There are a lot of things standing in the way of peace in the Middle East. But one is surely the fact that the Israeli government has never been serious about stopping settlement in the West Bank, and another is that while the United States has felt free to criticize the Palestinians for not living up to their commitments, it has never been serious about holding the Israeli government to its word. The fact that Obama seems to be in earnest about freezing the settlements is good for both parties.
I suspect that the relative lack of Congressional pushback against the Obama administration’s willingness to get serious on this point is in part the result of the Israeli government’s brutality in Gaza. The Israeli government has been acting as though it actually wanted to undermine American support for Israel, and cause people to ask: why, exactly, do we have to give Israel unconditional backing, no matter what it does? (Note: this is very different from wondering why we should support Israel at all.) It should not be surprised to find that its actions have consequences.

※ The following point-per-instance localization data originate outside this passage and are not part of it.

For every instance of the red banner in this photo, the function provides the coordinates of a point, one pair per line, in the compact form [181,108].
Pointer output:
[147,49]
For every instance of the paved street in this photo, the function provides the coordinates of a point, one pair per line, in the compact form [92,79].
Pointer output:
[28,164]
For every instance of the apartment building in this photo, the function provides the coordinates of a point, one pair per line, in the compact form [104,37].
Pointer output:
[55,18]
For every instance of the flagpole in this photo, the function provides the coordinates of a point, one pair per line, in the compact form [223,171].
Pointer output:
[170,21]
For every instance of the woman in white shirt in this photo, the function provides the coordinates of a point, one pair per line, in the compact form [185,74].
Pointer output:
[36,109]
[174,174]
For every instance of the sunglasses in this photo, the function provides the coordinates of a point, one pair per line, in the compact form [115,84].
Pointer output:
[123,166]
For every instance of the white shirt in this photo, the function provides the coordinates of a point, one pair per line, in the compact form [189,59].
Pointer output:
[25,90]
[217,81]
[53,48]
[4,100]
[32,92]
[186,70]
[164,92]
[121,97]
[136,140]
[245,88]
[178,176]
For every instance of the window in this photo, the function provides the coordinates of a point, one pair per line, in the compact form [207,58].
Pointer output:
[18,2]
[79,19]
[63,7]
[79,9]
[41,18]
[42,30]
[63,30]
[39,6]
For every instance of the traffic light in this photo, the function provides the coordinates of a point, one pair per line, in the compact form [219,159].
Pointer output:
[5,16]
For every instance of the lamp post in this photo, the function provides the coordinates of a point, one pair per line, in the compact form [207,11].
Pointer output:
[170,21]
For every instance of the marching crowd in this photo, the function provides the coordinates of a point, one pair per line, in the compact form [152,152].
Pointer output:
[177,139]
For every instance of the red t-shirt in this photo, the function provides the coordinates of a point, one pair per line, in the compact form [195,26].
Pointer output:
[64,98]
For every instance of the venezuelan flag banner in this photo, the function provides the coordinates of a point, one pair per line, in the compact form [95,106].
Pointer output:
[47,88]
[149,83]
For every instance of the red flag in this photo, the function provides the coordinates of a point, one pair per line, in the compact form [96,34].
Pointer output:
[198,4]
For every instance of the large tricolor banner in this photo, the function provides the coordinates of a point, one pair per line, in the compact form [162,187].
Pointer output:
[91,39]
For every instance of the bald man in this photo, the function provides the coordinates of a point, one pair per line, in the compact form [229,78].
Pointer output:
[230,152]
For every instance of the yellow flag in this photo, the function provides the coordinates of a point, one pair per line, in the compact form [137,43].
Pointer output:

From the outset, Israel’s settlement policy has been designed to create ‘facts on the ground’ that will be impossible to reverse. And ‘natural growth’ is not just a matter of adding a room to an existing house, or new “gardens and classrooms“. Peace Now claims that the government plans to build 73,000 new homes in West Bank settlements under the rubric of “natural growth”, and has already approved 15,156. The government disputes this figure: it says the real number that has been approved is “only” 11,530. That’s still a lot of homes, for a lot of people, on land that virtually no one believes Israel is legally entitled to build on.
I agree with Joe Klein:
“The fact is, Israel has to do much more than freeze settlements: it needs to dismantle them, and open up the West Bank roads exclusively used by Jewish settlers to Palestinian use; and tear down the barrier wall in any locale that doesn’t conform to the 1967 green line. It certainly needs to send a clear message to the extremists who are rioting on the West Bank today, in support of their illegal outposts–that this sort of behavior will no longer be tolerated. If Israel is going to demand–rightly–that the Palestinians control their terrorists, Israel is going to have to crack down on its own provocateurs.”